В обстоятельствах нещадной мужеской конкуренции, чтоб набрать очки, я первый сравнил ее с картиной Модильяни, за что она дала мне леща, но я сиял весь день: хоть какого-то внимания удостоился!
Ее папа был офицером Советской армии, расквартированной частью в нашем малом городе, который, видимо, так расчувствовался от проживания в кутаисском эдеме, что (Сама рассказывала), приехав туда угрюмым, заделался первым на моем веку залихватским тамадой, молниеносным балагуром и записным остряком; а ее мама, статная и донельзя сентиментальная грузинка, была классической домохозяйкой и сошлась с идеей, что ее дочь должна стать балериной.
Худшая вещь, случившаяся со мной, помимо меня самого, – это способность влюбляться до потери сознания. Хотя, с другой стороны, это и лучшая вещь, случившаяся со мной.
Звали ее Ира Поплавская. Говорила она на грузинском с сильным акцентом, но ее смесь грузинского с русским рождала убийственные перлы, и я до сих пор жалею, что не записывал за ней все ее всплески энергетического безумия, настоянного на сплаве двух языков, скрепленном ее неотразимой улыбкой.
Она была красива, как те девчонки из кино: челка, взгляд исподлобья – и ты уже без словаря знаешь слово «турбулентность».
Я считался маменькиным сынком, формально это правда, потому что вечером того дня, когда она отвергла мою симпатию в первый раз, я срывающимся от слез голосом обо всем поведал маме, не зная тогда, что грузину так делать не след.
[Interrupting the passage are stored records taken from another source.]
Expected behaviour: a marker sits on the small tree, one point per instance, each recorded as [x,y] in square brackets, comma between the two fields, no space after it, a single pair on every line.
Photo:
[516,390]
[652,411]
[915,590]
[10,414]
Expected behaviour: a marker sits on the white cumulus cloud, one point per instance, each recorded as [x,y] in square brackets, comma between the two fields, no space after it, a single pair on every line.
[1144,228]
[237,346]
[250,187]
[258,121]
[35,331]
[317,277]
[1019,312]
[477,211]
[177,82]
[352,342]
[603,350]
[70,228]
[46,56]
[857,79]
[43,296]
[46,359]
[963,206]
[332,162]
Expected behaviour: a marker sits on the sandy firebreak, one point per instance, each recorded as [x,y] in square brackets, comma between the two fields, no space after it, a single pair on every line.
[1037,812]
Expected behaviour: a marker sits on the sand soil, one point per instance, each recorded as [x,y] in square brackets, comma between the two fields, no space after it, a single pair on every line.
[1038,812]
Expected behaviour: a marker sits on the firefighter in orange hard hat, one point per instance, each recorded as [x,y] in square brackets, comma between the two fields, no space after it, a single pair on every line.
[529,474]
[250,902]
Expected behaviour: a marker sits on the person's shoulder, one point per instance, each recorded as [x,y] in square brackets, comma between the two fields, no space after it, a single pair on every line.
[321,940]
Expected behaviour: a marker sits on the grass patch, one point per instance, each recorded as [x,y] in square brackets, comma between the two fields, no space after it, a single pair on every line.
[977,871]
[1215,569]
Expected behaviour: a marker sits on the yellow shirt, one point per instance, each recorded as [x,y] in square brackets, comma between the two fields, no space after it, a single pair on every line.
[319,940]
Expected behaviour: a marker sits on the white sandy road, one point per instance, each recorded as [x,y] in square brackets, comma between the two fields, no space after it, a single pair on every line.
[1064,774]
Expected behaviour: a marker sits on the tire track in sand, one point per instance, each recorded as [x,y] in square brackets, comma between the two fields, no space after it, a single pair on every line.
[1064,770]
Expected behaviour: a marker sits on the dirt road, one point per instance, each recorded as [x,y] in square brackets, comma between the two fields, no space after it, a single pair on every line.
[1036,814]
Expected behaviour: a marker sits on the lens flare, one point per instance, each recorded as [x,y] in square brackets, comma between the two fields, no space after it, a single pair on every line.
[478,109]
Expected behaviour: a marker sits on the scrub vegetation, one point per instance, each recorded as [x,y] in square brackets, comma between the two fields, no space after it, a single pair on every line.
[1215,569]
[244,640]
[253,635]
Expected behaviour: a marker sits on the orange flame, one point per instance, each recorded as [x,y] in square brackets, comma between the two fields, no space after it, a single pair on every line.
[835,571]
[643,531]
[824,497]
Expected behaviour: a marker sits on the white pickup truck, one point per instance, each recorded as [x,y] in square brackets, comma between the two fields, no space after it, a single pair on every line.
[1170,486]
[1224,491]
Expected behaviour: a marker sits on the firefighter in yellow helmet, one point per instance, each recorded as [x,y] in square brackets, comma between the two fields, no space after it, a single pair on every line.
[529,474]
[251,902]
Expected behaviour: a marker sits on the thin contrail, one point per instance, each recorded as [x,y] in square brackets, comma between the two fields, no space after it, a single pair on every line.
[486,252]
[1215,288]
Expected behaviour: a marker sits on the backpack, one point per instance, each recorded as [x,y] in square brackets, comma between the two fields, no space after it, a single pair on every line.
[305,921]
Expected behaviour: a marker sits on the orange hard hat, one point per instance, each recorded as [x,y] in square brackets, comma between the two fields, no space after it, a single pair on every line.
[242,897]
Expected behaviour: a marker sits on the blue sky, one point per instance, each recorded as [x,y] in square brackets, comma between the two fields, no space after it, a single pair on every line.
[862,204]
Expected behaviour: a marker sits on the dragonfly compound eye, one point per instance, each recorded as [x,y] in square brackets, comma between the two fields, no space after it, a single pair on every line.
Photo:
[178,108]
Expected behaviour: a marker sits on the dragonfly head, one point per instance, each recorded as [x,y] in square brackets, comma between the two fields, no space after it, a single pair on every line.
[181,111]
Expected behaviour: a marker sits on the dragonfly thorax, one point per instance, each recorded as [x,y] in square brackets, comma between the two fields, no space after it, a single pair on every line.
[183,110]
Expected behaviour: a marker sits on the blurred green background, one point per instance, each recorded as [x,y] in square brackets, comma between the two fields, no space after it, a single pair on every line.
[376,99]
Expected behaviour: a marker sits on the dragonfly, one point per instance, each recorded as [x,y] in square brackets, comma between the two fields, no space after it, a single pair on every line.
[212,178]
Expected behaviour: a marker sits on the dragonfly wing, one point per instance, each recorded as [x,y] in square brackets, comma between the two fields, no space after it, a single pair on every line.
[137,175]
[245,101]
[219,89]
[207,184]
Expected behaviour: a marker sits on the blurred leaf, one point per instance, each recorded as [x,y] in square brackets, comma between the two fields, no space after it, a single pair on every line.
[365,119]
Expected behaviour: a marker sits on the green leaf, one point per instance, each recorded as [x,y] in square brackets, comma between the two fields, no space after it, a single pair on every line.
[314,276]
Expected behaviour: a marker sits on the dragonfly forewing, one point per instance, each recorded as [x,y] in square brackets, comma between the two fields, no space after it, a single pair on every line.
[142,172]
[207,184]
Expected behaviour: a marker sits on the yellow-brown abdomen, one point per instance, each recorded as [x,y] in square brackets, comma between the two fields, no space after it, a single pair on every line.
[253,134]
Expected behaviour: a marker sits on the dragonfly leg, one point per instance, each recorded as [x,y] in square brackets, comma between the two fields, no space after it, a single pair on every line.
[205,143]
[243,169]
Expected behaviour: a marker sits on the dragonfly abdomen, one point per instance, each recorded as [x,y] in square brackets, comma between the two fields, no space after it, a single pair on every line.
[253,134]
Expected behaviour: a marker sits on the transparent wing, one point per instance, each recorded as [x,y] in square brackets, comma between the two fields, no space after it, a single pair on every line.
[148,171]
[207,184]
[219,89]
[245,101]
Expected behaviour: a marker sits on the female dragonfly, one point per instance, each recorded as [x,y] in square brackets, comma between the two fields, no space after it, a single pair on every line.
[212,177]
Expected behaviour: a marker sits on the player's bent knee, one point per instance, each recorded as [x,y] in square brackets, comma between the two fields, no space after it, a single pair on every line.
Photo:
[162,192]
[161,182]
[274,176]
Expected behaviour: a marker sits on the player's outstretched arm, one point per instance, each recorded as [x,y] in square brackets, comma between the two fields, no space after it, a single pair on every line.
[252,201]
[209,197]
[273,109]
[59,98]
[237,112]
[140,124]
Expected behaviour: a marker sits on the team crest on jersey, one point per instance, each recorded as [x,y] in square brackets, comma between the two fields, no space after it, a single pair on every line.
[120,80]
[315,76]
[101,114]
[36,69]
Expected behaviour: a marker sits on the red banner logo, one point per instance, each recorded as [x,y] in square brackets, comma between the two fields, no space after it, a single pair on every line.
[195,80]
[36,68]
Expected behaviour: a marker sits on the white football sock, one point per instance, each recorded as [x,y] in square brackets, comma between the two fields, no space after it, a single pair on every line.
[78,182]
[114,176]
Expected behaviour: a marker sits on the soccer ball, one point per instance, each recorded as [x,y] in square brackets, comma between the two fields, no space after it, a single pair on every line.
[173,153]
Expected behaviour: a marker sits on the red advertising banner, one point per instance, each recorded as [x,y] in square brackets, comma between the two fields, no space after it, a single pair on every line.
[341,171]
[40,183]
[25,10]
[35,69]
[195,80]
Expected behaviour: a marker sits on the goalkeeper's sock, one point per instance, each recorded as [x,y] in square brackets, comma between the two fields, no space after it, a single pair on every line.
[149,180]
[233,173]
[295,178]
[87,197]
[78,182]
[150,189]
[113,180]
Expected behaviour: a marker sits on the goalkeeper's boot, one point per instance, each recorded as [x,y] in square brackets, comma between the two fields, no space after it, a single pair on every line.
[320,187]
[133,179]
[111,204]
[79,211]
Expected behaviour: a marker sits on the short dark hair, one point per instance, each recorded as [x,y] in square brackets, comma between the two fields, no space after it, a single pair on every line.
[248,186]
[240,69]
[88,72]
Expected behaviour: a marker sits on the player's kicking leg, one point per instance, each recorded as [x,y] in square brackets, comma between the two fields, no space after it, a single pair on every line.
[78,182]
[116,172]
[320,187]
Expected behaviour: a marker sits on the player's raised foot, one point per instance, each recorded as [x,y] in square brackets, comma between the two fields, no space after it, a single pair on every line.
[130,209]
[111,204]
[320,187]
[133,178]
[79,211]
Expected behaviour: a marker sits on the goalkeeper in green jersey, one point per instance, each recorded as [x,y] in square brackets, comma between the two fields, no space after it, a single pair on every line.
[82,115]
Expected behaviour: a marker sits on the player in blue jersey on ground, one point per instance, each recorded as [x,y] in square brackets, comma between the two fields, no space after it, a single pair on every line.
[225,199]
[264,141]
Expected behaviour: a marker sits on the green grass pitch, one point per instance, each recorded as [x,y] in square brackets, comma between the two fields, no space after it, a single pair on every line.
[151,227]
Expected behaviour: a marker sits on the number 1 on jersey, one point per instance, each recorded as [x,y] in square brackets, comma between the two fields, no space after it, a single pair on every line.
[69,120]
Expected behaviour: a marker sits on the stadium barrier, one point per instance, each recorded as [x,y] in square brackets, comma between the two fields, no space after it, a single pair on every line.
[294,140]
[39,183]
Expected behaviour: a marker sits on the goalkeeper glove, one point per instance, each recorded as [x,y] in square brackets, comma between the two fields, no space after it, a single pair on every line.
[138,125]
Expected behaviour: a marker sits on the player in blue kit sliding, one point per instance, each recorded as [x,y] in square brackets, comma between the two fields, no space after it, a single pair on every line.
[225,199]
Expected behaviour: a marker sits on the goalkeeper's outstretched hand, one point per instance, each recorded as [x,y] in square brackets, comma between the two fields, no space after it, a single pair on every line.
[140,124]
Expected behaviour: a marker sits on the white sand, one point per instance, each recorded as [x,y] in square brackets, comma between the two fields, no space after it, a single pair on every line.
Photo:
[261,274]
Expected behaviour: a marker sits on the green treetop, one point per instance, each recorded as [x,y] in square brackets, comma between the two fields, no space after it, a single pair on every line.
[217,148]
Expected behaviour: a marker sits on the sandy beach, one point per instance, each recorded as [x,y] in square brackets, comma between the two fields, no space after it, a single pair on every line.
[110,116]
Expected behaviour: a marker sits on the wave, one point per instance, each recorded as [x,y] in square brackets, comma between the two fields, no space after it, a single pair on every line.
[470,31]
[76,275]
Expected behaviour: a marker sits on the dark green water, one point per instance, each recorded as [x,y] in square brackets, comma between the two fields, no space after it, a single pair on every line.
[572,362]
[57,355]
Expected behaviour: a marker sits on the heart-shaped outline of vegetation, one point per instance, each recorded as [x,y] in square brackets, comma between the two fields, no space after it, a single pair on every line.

У девушек – тех, из них, что лишают нас покоя, – есть свойство делать нас лучше, способствовать тому, чтобы мы стали «adeepman» (глубокий человек).
На Кавказе, чтобы доказать наличие первичных признаков мужской доблести, ты должен быть нарочито груб с дамочками.
Я всегда там считался тюфяком.
Особенно когда взялся носить портфель Иры, превратившись в хроническую мишень для записных остроумцев, после школы я отслеживал (не без злорадства) связавших свои судьбы с заурядными антипрами, чей удел – сносить оскорбления и толстеть.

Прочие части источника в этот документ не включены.